Koloc views the profession as a craft that’s at the intersection of science, technology and art. His favorite part of the job: “taking something that’s rolled in a ball and making it whole again.”

“I think that’s where the intersection is: thinking creatively, deciding how to reverse-engineer a collision, in a sense, and coming up with inventive ways to using the tools that the industry has to offer.”

‘Train and Train and Train’

Koloc’s first taste of the collision repair businesses came as a paint mixer for a local paint, body and equipment jobber. Koloc worked there part-time while taking classes at Hennepin Technical College.

When he finished school in 1983, Koloc started working at a “one-man backyard body shop.” But it was a tough time for collision repairers in Minneapolis-St. Paul – “there was a big crash in our area in 1983” – so Koloc went back to work for the PB&E jobber as an assistant manager.

After a few years, Koloc got the itch to start his own shop.

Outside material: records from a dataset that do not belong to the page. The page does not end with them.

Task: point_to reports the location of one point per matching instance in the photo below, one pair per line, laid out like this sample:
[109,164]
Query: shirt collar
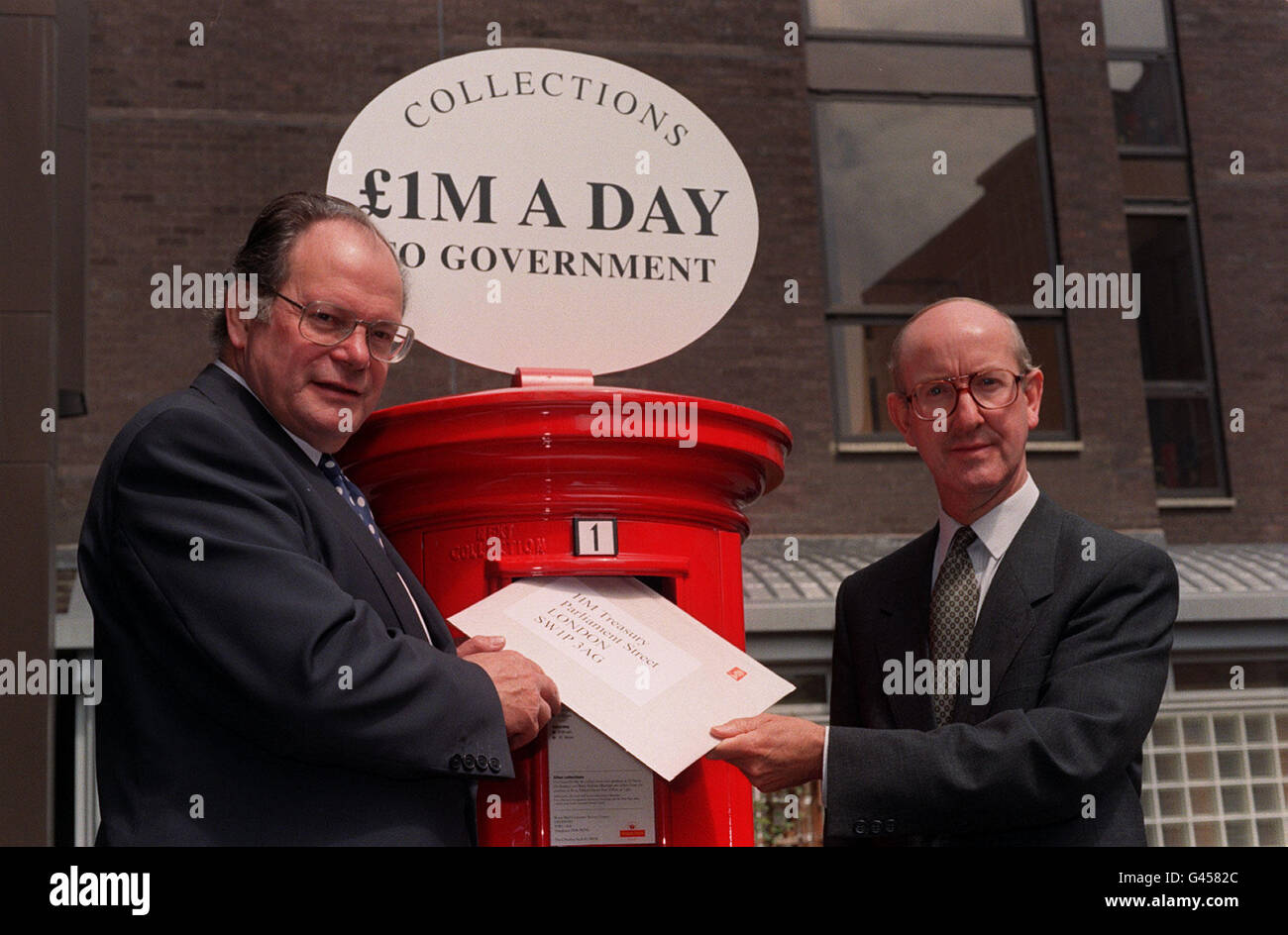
[997,527]
[313,454]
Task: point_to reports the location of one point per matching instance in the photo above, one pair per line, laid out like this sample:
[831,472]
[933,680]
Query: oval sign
[553,209]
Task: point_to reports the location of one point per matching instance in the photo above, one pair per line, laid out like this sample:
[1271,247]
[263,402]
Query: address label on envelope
[629,661]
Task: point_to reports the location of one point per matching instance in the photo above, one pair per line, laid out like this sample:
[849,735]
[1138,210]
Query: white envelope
[630,662]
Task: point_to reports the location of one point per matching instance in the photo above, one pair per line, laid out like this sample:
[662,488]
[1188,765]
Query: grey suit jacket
[1078,657]
[266,678]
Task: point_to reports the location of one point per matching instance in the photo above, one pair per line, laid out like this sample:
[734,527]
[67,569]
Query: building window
[932,181]
[1215,779]
[1175,339]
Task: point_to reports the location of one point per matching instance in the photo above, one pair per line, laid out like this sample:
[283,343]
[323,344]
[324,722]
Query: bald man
[995,678]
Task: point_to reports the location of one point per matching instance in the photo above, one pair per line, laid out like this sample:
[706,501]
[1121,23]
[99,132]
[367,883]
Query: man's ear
[900,414]
[237,326]
[1033,397]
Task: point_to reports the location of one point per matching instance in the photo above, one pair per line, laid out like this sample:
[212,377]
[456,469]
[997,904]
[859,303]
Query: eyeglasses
[327,325]
[991,389]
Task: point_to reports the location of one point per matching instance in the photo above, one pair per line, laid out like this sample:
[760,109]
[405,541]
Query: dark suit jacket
[279,689]
[1078,657]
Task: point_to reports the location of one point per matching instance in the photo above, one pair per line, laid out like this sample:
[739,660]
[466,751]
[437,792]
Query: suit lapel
[240,402]
[1024,577]
[903,627]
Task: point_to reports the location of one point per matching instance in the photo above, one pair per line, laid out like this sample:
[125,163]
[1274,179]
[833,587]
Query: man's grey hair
[267,252]
[1019,348]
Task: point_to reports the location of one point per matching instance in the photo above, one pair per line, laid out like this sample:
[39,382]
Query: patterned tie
[952,612]
[351,492]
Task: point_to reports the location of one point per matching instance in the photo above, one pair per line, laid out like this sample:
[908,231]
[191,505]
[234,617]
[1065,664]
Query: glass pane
[1207,833]
[901,67]
[1154,178]
[1227,729]
[900,235]
[1234,800]
[1181,433]
[939,17]
[1203,800]
[863,351]
[1171,802]
[1258,728]
[1196,730]
[1270,832]
[1168,768]
[1171,330]
[1144,102]
[1134,24]
[1266,798]
[1231,764]
[1237,833]
[1198,764]
[1164,732]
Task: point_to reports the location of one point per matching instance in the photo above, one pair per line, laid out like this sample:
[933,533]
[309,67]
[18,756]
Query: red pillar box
[480,489]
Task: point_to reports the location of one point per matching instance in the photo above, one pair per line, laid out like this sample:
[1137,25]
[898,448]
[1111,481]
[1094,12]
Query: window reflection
[938,17]
[900,234]
[1145,103]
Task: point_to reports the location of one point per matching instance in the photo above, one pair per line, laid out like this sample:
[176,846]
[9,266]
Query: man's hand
[773,751]
[528,697]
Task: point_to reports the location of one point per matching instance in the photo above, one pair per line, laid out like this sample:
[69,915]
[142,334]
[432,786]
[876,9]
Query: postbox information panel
[554,209]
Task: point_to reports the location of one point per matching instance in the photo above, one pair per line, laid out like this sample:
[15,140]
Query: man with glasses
[995,678]
[274,672]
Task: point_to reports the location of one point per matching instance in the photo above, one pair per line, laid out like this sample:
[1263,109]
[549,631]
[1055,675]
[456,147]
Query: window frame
[837,314]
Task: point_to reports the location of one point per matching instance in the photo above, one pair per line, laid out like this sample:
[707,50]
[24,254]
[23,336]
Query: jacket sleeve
[1020,767]
[226,592]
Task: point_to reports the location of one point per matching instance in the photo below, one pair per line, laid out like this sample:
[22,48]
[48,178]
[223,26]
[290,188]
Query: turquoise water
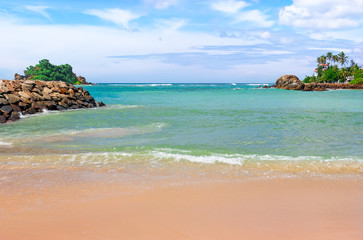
[207,123]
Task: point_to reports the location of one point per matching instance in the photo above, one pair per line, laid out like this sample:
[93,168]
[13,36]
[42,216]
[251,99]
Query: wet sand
[295,208]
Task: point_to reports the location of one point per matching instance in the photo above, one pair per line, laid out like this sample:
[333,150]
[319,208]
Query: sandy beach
[290,208]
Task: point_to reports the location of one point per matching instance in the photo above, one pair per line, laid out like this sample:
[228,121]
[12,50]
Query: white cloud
[229,6]
[171,24]
[162,4]
[89,47]
[39,9]
[256,17]
[115,15]
[322,14]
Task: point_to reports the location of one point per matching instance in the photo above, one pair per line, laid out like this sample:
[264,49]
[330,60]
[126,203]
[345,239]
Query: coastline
[186,162]
[26,97]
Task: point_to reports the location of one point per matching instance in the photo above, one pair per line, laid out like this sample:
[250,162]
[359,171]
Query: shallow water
[236,129]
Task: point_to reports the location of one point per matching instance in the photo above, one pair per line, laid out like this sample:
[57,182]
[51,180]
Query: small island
[327,75]
[45,71]
[44,87]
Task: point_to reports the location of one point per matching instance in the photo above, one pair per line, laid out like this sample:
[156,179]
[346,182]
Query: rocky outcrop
[291,82]
[81,80]
[21,97]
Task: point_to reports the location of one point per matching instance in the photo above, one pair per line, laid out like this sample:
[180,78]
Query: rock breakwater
[21,97]
[291,82]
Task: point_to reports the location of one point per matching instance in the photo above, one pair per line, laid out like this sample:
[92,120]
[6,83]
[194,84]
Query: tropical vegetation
[336,69]
[46,71]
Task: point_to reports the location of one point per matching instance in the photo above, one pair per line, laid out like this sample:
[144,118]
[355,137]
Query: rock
[6,110]
[2,119]
[3,101]
[14,116]
[64,90]
[30,111]
[289,82]
[12,98]
[28,97]
[19,77]
[47,90]
[15,108]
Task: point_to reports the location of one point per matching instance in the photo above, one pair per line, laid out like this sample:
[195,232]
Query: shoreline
[296,208]
[27,97]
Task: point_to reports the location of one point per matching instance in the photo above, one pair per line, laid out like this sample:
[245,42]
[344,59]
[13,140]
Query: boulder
[2,119]
[12,98]
[29,97]
[3,101]
[289,82]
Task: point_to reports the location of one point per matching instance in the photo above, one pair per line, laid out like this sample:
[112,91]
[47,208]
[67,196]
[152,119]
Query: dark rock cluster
[291,82]
[28,97]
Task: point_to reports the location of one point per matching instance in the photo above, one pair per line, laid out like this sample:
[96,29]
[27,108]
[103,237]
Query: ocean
[159,130]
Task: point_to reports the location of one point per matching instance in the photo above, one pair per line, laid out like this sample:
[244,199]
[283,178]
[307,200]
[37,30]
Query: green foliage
[332,73]
[358,81]
[308,79]
[46,71]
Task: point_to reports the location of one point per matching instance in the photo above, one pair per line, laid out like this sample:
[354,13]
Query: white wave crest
[258,84]
[5,144]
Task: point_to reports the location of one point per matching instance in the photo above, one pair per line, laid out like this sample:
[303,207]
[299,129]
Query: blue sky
[179,40]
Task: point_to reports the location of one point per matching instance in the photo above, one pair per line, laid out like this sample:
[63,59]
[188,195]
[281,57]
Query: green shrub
[357,81]
[46,71]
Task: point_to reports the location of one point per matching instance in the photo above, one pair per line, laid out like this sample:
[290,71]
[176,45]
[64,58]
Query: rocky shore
[21,97]
[291,82]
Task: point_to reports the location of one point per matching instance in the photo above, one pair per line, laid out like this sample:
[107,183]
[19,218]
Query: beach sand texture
[299,208]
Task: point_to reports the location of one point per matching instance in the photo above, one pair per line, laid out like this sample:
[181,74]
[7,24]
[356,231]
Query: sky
[254,41]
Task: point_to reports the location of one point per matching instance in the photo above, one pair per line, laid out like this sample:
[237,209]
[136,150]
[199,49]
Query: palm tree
[335,58]
[323,59]
[329,56]
[342,58]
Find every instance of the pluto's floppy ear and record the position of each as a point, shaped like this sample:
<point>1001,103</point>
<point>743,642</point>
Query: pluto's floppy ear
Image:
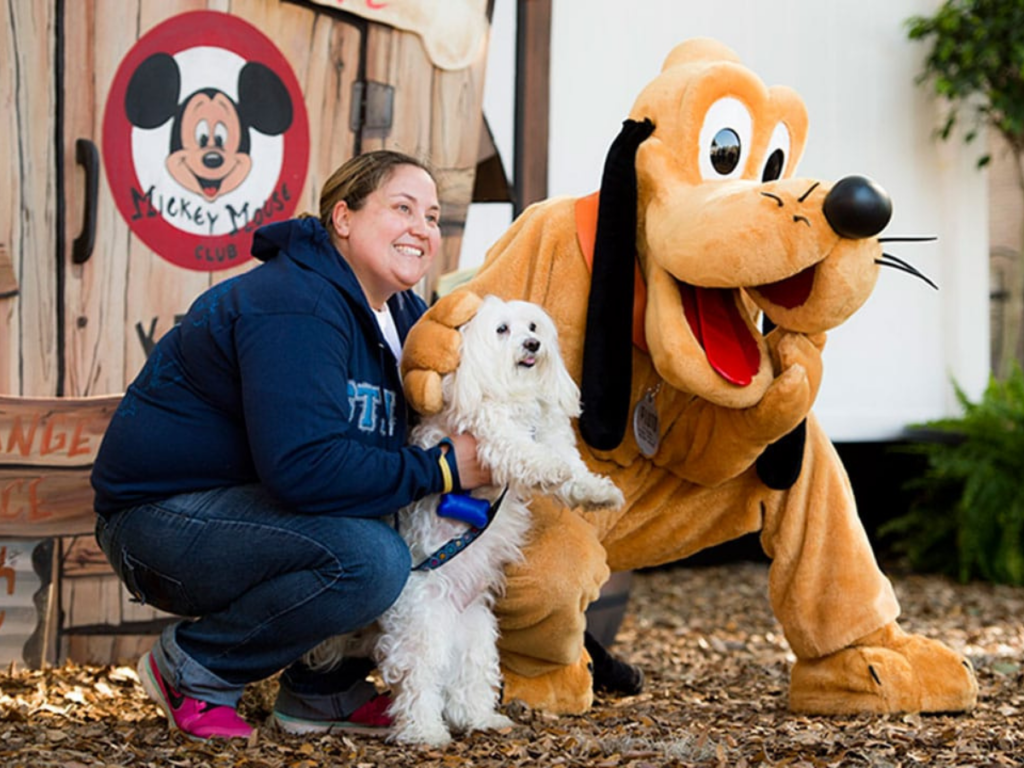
<point>607,351</point>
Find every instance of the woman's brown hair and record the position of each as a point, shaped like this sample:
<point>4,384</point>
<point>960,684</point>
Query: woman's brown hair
<point>359,176</point>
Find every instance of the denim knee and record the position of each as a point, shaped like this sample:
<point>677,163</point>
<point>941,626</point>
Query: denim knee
<point>376,578</point>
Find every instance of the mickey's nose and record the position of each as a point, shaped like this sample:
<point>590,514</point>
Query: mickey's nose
<point>857,208</point>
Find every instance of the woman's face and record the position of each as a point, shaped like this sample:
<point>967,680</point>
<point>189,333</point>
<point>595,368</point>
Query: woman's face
<point>391,241</point>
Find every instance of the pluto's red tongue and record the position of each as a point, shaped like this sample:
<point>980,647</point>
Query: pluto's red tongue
<point>726,340</point>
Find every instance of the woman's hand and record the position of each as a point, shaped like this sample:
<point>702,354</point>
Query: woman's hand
<point>471,473</point>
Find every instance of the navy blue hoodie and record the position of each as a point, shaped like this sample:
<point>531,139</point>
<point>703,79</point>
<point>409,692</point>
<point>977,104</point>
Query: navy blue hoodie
<point>279,376</point>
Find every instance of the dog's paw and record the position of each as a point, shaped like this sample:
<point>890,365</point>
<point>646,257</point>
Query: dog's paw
<point>591,492</point>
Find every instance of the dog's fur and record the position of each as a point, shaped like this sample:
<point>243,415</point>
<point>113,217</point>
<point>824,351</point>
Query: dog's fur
<point>437,646</point>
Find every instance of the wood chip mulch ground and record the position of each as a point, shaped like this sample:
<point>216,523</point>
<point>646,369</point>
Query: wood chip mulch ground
<point>717,673</point>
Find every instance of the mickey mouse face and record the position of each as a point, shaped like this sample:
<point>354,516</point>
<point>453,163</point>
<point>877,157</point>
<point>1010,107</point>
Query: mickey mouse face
<point>212,158</point>
<point>210,136</point>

“I saw these guys coming and going in and out of the store buying pints of paint, pints of paint, pints of paint, and they were asking all these questions and they seemed kind of clueless,” he recalls. “And I just thought, ‘Well, if they’re out there making money fixing cars, I should be too.’

“So that’s what I did. I started a shop on my own and worked myself poor for about three years.”

The experience took a toll, professionally and personally. “I burned through a couple relationships being a shop owner,” Koloc says. There was a silver lining, though. During that time, he met his wife, Dawn, who encouraged him to go back to a “regular gig.” It turned out to be great advice.

Koloc closed the doors to his shop, found someone to take over his lease and got a job at a GM body shop. After a year there, he moved on to Lenzen Chevrolet Buick, and he’s been working there ever since.

Koloc has flourished at the family-owned dealership, and he credits owner John Lenzen for encouraging the shop’s technicians to “train and train and train.” The ongoing training has been invaluable, Koloc says, especially as vehicle technology seems to “take giant steps every year.”

“Cars have gotten harder to work on and customer expectations have gotten higher and higher as cars get more and more expensive,” Koloc says. “They’re doing more and more things. It’s not just a heater and keys anymore. Cars are rolling computers.”

Koloc certainly has made his employer proud. In 1997 and 1998, he was a finalist for the Buick Best Advisory Council Award, and in 2002, he was the PPG/ASE Refinish Technician of the Year.

Dawn and Terry Koloc at the ASE 2017 Technician Awards Dinner in San Diego

Terry and Dawn Koloc have raised four children and now have three grandchildren. They’re salt-of-the-earth people (picture some of the more endearing characters from the movie “Fargo”) who love hockey – they’re from Minnesota, after all – and backcountry camping in the Boundary Waters Canoe Area Wilderness.

Dawn Koloc is an auto body tech’s wife through and through: She works at a NAPA Auto Parts store, and can talk shop like an industry veteran. Whether it’s at the ASE Technician Awards Dinner or in the garage helping Terry restore his father’s 1975 Norton Commando motorcycle, she’s always by his side.

“She’s my best friend,” Terry Koloc says. “ … She’s really the catalyst for what we’ve managed to accomplish together.”

Terry Koloc has been around long enough to remember the days when the auto body industry was more of a racket than a profession. But with the evolution of vehicle technology and the emergence of industry trade associations, “there’s no room for bottom feeders anymore,” he says.

“You just can’t be kind of good at it anymore,” Koloc adds.

As vehicles become exponentially more sophisticated, the industry is going to need more techs like Koloc.

“It used to be a lot simpler,” he says of the days of body-on-frame cars. “It was checkers – now it’s chess.”